De Leyn Paul, Lardinois Didier, Van Schil Paul E, Rami-Porta Ramon, Passlick Bernward, Zielinski Marcin, Waller David A, Lerut Tony, Weder Walter

出版信息

Eur J Cardiothorac Surg. 2007 Jul;32(1):1-8. doi: 10.1016/j.ejcts.2007.01.075. Epub 2007 Apr 19.

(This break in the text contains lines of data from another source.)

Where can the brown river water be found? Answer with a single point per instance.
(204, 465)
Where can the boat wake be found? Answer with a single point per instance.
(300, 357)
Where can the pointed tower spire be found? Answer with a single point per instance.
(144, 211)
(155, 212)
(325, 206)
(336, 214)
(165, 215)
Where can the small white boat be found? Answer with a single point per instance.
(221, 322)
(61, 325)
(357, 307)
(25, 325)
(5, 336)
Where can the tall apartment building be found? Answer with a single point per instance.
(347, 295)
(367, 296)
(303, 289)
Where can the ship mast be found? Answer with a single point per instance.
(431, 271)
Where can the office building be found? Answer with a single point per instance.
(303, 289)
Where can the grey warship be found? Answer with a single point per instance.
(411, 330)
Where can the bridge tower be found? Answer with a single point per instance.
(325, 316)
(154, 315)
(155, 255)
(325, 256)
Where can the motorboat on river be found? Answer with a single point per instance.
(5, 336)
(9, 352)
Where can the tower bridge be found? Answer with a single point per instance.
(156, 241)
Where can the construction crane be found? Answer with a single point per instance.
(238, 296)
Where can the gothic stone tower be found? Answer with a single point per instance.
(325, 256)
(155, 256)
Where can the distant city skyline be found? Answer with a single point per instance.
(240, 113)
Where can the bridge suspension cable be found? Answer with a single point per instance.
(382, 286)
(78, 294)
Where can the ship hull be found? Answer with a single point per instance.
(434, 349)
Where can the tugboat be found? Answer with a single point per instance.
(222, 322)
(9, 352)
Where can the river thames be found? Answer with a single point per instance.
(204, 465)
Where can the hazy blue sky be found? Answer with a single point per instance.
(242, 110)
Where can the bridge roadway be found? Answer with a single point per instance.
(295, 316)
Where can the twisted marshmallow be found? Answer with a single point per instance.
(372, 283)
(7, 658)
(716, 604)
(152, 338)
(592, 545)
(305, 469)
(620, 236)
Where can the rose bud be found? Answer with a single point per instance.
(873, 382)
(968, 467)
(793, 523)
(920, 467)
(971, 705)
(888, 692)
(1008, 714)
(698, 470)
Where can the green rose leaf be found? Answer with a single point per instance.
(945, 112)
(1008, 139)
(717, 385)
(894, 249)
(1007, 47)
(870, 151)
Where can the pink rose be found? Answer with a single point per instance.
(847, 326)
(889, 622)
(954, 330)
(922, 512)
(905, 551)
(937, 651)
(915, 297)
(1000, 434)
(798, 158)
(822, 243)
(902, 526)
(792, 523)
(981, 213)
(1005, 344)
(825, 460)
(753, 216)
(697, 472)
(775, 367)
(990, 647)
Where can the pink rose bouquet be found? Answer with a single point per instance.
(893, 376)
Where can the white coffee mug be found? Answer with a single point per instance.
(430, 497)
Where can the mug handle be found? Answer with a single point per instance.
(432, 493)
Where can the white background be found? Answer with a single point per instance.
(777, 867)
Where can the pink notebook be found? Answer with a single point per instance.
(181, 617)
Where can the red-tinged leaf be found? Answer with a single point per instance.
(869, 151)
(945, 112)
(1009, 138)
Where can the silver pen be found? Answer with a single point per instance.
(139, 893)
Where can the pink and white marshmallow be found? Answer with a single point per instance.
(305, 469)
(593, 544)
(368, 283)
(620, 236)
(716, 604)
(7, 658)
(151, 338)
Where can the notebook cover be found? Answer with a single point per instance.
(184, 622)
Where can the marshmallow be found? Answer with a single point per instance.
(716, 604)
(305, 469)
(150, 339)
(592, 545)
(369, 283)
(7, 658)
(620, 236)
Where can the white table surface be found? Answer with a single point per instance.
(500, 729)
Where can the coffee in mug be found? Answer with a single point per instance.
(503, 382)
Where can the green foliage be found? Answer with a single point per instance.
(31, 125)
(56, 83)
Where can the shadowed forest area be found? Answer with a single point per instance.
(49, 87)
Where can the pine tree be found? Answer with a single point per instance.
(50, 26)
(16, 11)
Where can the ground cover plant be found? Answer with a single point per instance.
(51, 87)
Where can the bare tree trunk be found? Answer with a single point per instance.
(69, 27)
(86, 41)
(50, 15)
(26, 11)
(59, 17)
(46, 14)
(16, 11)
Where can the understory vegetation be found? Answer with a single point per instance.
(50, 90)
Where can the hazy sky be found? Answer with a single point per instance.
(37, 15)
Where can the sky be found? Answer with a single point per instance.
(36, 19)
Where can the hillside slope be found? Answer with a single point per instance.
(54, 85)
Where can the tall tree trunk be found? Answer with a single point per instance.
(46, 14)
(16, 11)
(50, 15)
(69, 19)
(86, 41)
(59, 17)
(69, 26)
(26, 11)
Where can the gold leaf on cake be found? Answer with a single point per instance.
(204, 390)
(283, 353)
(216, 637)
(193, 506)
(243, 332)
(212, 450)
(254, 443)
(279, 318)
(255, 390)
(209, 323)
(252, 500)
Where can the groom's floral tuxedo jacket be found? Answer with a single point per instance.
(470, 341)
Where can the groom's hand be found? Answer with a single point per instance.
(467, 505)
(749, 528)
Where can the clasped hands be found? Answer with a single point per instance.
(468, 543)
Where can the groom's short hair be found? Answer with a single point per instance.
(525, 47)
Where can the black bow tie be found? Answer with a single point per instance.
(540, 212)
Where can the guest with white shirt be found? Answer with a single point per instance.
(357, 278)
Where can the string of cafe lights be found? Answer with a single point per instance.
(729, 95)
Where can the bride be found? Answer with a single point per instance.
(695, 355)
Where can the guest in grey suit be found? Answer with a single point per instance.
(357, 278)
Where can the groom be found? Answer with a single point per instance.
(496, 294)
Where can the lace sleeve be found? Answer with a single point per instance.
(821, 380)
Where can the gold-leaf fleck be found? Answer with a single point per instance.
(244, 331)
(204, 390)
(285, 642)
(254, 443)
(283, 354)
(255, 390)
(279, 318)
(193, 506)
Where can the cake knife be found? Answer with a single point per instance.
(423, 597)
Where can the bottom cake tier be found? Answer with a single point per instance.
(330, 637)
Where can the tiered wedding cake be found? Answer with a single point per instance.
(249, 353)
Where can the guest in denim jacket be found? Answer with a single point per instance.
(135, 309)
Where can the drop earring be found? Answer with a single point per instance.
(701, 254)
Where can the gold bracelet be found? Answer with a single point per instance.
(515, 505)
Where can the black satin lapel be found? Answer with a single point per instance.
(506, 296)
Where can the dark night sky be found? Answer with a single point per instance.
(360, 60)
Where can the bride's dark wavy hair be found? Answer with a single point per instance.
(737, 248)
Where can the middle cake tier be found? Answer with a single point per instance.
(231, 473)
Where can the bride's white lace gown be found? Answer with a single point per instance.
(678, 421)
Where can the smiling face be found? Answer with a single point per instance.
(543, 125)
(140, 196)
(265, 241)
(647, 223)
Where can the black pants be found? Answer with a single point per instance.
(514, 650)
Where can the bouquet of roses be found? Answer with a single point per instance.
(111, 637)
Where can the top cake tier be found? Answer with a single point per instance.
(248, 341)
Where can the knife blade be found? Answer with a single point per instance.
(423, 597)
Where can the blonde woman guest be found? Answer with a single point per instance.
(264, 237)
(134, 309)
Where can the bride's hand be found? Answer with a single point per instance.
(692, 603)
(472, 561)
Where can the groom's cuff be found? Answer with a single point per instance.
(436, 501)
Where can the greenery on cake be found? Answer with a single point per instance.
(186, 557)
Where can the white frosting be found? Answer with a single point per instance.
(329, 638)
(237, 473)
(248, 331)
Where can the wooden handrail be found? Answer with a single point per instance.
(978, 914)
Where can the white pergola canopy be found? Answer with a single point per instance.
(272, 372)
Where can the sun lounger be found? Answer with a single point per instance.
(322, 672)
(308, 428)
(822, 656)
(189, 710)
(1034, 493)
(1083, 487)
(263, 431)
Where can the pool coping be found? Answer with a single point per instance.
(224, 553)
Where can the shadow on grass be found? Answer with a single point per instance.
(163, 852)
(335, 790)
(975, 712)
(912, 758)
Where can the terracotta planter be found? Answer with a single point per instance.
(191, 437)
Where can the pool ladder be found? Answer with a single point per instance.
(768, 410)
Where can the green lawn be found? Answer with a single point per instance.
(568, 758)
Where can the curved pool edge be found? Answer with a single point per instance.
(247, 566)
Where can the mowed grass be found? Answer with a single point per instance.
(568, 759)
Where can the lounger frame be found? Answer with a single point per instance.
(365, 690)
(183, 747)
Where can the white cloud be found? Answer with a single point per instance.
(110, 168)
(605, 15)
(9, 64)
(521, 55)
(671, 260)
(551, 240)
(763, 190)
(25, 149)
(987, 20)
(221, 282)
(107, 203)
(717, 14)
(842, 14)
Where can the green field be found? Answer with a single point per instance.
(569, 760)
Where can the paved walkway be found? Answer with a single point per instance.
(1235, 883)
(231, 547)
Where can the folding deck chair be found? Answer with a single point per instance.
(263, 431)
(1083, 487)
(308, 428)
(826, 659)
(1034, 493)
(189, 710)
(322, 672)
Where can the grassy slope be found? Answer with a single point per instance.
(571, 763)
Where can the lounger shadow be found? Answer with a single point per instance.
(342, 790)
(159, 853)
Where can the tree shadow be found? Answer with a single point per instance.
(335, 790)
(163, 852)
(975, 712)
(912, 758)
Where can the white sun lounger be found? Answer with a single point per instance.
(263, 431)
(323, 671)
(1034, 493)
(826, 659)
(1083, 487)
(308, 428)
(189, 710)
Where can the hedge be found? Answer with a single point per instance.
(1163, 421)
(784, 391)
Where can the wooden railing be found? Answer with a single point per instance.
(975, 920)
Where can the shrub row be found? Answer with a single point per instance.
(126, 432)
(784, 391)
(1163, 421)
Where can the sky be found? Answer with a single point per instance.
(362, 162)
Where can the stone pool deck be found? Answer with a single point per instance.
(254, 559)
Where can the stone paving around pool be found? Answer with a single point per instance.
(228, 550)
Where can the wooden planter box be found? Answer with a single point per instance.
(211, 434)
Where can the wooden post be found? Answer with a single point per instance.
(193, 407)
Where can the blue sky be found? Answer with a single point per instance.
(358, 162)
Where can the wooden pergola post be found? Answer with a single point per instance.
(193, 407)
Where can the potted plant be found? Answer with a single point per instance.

DOI:10.1016/j.ejcts.2007.01.075
PMID:17448671
Abstract

Accurate preoperative staging and restaging of mediastinal lymph nodes in patients with non-small cell lung cancer (NSCLC) is of paramount importance. It will guide choices of treatment and determine prognosis and outcome. Over the last years, different techniques have become available. They vary in accuracy and procedure-related morbidity. The Council of the ESTS initiated a workshop on preoperative mediastinal lymph node staging. This resulted in guidelines for primary staging and restaging. For primary staging, mediastinoscopy remains the gold standard for the superior mediastinal lymph nodes. Invasive procedures can be omitted in patients with peripheral tumors and negative mediastinal positron emission tomography (PET) images. However, in case of central tumors, PET hilar N1 disease, low fluorodeoxyglucose uptake of the primary tumor and LNs > or = 16 mm on CT scan, invasive staging remains indicated. PET positive mediastinal findings should always be cyto-histologically confirmed. Transbronchial needle aspiration (TBNA), ultrasound-guided bronchoscopy with fine needle aspiration (EBUS-FNA) and endoscopic esophageal ultrasound-guided fine needle aspiration (EUS-FNA) are new techniques that provide cyto-histological diagnosis and are minimally invasive. Their specificity is high but the negative predictive value is low. Because of this, if they yield negative results, an invasive surgical technique is indicated. However, if fine needle aspiration is positive, this result may be valid as proof for N2 or N3 disease. For restaging, invasive techniques providing cyto-histological information are advisable despite the encouraging results supported with the use of PET/CT imaging. Both endoscopic techniques and surgical procedures are available. If they yield a positive result, non-surgical treatment is indicated in most patients.

摘要

准确对非小细胞肺癌(NSCLC)患者进行纵隔淋巴结术前分期及再分期至关重要。它将指导治疗方案的选择并决定预后和结局。在过去几年中,出现了不同的技术。它们在准确性和与操作相关的发病率方面存在差异。欧洲胸外科医师协会(ESTS)理事会发起了一次关于术前纵隔淋巴结分期的研讨会。这产生了原发性分期和再分期的指南。对于原发性分期,纵隔镜检查仍然是上纵隔淋巴结的金标准。对于周围型肿瘤且纵隔正电子发射断层扫描(PET)图像为阴性的患者,可以省略侵入性操作。然而,对于中央型肿瘤、PET显示肺门N1疾病、原发性肿瘤氟脱氧葡萄糖摄取低且CT扫描显示淋巴结≥16mm的情况,仍需进行侵入性分期。PET显示纵隔阳性结果应始终通过细胞组织学确诊。经支气管针吸活检(TBNA)、超声引导支气管镜下细针穿刺活检(EBUS-FNA)和内镜超声引导下细针穿刺活检(EUS-FNA)是提供细胞组织学诊断且微创的新技术。它们的特异性高,但阴性预测值低。因此,如果它们得出阴性结果,则需采用侵入性手术技术。然而,如果细针穿刺活检结果为阳性,该结果可能作为N2或N3疾病的有效证据。对于再分期,尽管PET/CT成像取得了令人鼓舞的结果,但提供细胞组织学信息的侵入性技术仍是可取的。内镜技术和手术方法都可行。如果它们得出阳性结果,大多数患者需进行非手术治疗。